How are Relationship Skills taught?

Traditionally, parents are the ones expected to teach their kids how to act and play with others, this usually boils down to phrases like “play nice” and “use your words.” This is better than nothing but very watered down, which is fine as a child but as these children grow up they usually need to learn how to behave through trial and error. For some, this is not a problem. But if someone does have problems interacting with others, they are rarely told how they can remedy this. Organizations such as CASEL and Leading Edge seek to remedy this by giving guidelines on how to interact with people.
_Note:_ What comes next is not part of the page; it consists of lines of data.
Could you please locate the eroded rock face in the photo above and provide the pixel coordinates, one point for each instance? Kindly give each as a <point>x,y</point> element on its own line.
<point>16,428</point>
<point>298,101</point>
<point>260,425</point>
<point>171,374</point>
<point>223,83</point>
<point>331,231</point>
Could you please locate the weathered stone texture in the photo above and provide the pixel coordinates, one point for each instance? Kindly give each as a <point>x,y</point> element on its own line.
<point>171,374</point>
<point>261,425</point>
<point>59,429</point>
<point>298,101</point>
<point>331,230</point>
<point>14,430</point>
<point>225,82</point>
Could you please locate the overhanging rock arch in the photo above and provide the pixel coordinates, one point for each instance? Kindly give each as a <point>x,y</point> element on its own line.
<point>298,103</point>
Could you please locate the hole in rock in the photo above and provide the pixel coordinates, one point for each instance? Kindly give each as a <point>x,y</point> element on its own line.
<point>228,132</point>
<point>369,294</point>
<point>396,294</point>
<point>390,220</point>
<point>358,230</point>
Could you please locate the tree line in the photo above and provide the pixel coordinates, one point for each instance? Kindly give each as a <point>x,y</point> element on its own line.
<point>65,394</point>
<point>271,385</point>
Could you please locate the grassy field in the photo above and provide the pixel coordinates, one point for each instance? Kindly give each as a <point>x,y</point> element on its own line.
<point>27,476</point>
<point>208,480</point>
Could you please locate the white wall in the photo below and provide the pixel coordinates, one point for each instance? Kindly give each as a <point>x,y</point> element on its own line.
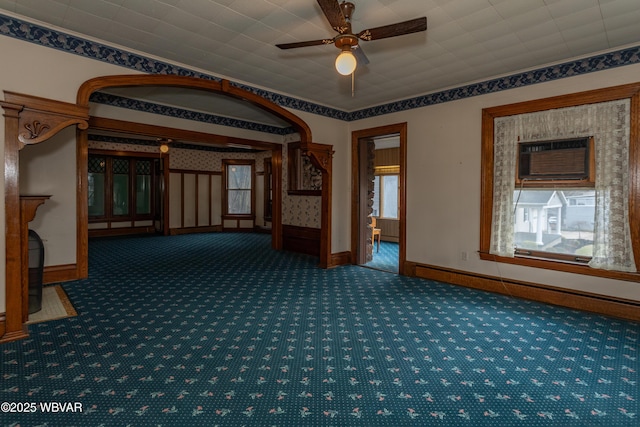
<point>443,188</point>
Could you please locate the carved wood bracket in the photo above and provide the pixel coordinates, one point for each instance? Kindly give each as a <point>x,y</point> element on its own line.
<point>321,155</point>
<point>40,118</point>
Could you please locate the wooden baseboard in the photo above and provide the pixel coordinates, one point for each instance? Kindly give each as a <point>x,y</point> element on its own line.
<point>304,240</point>
<point>13,336</point>
<point>601,304</point>
<point>59,273</point>
<point>189,230</point>
<point>341,258</point>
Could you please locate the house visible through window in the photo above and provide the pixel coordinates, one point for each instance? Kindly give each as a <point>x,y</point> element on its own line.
<point>238,186</point>
<point>556,184</point>
<point>554,222</point>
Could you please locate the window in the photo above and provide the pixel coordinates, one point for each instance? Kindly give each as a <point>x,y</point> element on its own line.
<point>573,226</point>
<point>239,188</point>
<point>119,188</point>
<point>386,194</point>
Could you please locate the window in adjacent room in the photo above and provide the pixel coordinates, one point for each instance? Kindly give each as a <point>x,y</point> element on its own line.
<point>239,187</point>
<point>119,188</point>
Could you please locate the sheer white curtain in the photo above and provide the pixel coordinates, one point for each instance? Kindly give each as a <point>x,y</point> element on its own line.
<point>608,123</point>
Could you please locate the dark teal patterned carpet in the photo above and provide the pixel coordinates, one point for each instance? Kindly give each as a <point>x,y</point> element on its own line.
<point>220,330</point>
<point>386,259</point>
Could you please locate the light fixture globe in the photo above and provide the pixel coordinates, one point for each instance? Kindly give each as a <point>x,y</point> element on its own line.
<point>346,63</point>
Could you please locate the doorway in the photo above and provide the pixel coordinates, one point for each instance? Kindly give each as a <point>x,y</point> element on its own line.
<point>379,194</point>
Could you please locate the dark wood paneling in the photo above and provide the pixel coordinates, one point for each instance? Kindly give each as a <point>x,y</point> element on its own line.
<point>301,239</point>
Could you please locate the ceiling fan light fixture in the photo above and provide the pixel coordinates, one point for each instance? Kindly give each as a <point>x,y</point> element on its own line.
<point>346,63</point>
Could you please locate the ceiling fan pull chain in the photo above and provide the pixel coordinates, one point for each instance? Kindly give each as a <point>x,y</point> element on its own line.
<point>353,84</point>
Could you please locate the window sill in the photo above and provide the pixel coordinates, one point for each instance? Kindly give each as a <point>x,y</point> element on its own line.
<point>564,266</point>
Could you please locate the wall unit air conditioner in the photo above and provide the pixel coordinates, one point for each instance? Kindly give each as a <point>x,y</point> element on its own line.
<point>568,162</point>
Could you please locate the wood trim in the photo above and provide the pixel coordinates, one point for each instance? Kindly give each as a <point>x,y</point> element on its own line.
<point>82,207</point>
<point>276,210</point>
<point>340,258</point>
<point>223,87</point>
<point>27,120</point>
<point>183,135</point>
<point>195,172</point>
<point>629,91</point>
<point>321,156</point>
<point>356,136</point>
<point>601,304</point>
<point>3,321</point>
<point>60,273</point>
<point>304,240</point>
<point>122,231</point>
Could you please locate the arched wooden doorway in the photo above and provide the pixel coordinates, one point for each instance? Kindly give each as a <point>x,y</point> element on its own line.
<point>30,120</point>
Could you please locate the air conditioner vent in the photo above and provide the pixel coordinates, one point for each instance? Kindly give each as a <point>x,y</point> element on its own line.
<point>558,160</point>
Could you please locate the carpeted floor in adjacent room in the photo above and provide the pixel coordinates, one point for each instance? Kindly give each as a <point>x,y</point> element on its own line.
<point>220,330</point>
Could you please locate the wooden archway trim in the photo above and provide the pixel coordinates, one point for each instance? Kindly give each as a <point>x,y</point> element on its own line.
<point>223,87</point>
<point>321,156</point>
<point>28,120</point>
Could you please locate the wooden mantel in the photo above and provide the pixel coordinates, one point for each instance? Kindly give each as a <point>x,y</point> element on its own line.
<point>28,120</point>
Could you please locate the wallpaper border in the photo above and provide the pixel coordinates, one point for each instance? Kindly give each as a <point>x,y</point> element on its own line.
<point>38,34</point>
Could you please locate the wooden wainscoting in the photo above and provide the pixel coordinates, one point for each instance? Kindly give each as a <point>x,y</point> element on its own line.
<point>601,304</point>
<point>305,240</point>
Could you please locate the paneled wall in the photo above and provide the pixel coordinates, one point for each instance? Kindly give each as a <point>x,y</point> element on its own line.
<point>195,186</point>
<point>195,201</point>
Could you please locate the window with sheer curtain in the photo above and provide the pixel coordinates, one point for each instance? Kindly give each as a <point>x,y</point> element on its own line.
<point>238,186</point>
<point>609,124</point>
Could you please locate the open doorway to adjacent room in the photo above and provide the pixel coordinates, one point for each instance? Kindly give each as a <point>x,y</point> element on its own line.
<point>379,198</point>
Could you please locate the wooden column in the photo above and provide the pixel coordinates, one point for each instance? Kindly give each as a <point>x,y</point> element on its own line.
<point>321,156</point>
<point>28,207</point>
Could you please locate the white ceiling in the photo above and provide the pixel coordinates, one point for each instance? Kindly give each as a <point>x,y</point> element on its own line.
<point>466,40</point>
Mainly in a professional setting, but schools like Polk Elementary and sites like pbisworld.com have ways on how children can learn and use relationship skills too.

Three Key Skills

  • Communication: One of the most basic forms of human interaction is through verbal and non-verbal communication. Verbal communication seems simple enough (recall the classic “use your words” strategy), but there is more that contributes to how ones’ words are perceived. First off, vocabulary. Be aware of your audience when choosing your words since certain situations can call for different phrasing. For example, you answer differently when your boss asks how your day is going than when your best friend does. It is best to be aware of how you would want to be addressed in a personal versus professional setting, but to also be aware of how your audience may feel as well. For example, if you are discussing a topic that you know much about with someone with similar knowledge, you may want to use jargon more freely as to not seem like your belittling them. Likewise, if you are discussing this same topic with someone who has expressed that they are new to this topic, sticking to simpler or more general terms may be better to avoid seeming like you are lording your knowledge over them.
  • Social engagement:  This topic seems easy enough but many people, especially younger folk, have trouble staying engaged, especially when participating in social situations they do not particularly enjoy. The best way to improve social engagement is to be a tad bit more attentive to the group you are interacting with, whether you are the audience or speaker. In either case, it is good to be aware of things like non-verbal cues. Is your audience on their phones? Is the speaker fidgeting or pausing in unexpected places? It is important to give a speaker your attention, even if you don’t think you “need” to listen to them.  If you are currently preoccupied with something that needs to be handled in a timely manner, then you could politely make them aware of this. However, if you have time to listen to them, or need to in a particular situation, you should give them all of your attention.
  • Relationship building: Sometimes people prioritize certain relationships or relationships with certain people over others. This is a personal decision, but it can cause other relationships to fall by the wayside. If you’re interacting with someone, be it a family member, friend or coworker, it’s important to cultivate these relationships to avoid miscommunication or conflict. Ways to build relationships are relatively consistent among different relationships with small differences. One popular technique is quality time; asking people small things about their personality such as likes and dislikes which allows you to learn about the person you’re building a relationship with. You can also ask them about how they feel about certain things that happen within your relationship. Some people are not completely open with personal information, so this may not be the best option for all people. Instead, you could spend time with them, go to events that involve common interests and the like.

Why it’s beneficial

Despite being one of the most frequently used skills in society, there are few clear cut lessons on how to improve relational or interpersonal skills. It is nearly impossible to go long periods of time without interacting with other people. It is necessary to do so in both educational and professional settings. By using Social Emotional Learning, people can find ways of improving their interpersonal skills, which will assist them in a professional setting, and allow them to communicate and socialize with their peers efficiently. Similarly, in a personal setting, it allows people to understand each other easier and find ways to strengthen bonds.